Pazar günü partisinin Büyükyapalak Seçim Bürosu’nun açılışını yapan BBP Genel Başkanı Yazıcıoğlu, dün de Elbistan Merkez Seçim Bürosu’nun açılışını yaptı. Yazıcıoğlu, açılış öncesinde BBP Elbistan İlçe Başkanı İbrahim Alagöz, Elbistan Belediye Başkan Adayı Kürşat Babaoğlu, İl Genel Meclisi Üyesi Adayı Ali Alagöz ve kurmaylarıyla birlikte şehir turu atarak vatandaşları selamladı.
Babaoğlu; “Elbistan’ı Örnek Bir İlçe Yapacağım”
Daha sonra İbrahim Karaoğlanoğlu Meydanı’na gelen seçim otobüsü üzerinde belediye başkan adayları ile ile genel meclisi üyesi adayları tanıtıldı. Burada bir konuşma yapan BBP Elbistan Belediye Başkan Adayı Kürşat Babaoğlu, Elbistan’da belediyeciliğin kanalizasyon tamir etme, park yapma, parke yapma ve su parası toplama üçgenine sıkıştırıldığını öne sürdü.

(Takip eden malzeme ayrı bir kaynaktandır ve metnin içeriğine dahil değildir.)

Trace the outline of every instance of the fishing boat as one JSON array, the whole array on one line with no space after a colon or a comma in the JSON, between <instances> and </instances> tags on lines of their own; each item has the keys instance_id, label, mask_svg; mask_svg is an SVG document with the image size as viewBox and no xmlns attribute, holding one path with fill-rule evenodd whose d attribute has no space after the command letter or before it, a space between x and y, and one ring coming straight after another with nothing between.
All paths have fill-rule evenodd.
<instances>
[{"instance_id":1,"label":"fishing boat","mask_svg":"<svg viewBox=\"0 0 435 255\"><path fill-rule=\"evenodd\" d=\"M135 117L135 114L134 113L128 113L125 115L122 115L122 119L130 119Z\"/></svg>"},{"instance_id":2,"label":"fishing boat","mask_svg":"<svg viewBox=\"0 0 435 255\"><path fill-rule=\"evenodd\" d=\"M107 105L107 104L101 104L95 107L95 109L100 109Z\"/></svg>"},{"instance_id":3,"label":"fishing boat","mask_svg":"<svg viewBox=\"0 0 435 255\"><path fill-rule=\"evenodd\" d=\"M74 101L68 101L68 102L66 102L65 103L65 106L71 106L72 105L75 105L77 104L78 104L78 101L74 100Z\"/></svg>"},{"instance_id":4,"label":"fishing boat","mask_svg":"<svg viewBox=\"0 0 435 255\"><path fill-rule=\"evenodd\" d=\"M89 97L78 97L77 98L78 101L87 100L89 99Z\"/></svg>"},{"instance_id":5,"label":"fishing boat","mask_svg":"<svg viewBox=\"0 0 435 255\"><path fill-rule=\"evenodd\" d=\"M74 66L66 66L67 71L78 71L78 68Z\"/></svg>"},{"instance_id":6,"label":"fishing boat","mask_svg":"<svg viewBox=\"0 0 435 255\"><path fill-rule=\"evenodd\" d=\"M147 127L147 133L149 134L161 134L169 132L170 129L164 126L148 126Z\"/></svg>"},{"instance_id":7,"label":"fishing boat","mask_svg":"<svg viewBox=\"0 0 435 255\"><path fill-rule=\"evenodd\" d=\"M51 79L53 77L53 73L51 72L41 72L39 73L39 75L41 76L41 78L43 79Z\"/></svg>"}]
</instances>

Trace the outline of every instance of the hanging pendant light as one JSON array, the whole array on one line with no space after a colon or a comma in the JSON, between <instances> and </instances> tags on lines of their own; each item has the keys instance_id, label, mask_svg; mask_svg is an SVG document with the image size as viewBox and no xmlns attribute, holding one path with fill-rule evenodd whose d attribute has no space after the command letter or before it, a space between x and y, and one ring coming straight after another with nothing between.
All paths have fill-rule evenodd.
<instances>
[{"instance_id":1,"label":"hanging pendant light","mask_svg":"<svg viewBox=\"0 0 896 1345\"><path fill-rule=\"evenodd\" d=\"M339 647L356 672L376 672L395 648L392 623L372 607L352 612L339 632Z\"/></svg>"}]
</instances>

Babaoğlu; “Günümüzde artık belediyeleri yerel yönetim diye adlandırıyorlar. Bundan sonraki dünyada yerel yönetimler halkın, şehrin ekonomik, sosyal, kültürel kalkınmasını sağlayacak temel öğedir, başlangıç noktasıdır. Elbistan maalesef şimdiye kadar son 230 yıldır ehil olmayan ellerde geri bırakılmıştır. Sizlere Rabbimin, Genel Başkanımızın ve hepinizin huzurunda söz veriyorum. Burada toplandığınız gibi eğer oylarınızla bizleri o belediyeye taşırsanız 5 yılın sonunda ekonomisiyle, eğitimiyle huzuruyla, refahıyla, temizliği ile bütün Türkiye’nin örnek göstereceği bir ilçe yapmaya söz veriyorum” dedi.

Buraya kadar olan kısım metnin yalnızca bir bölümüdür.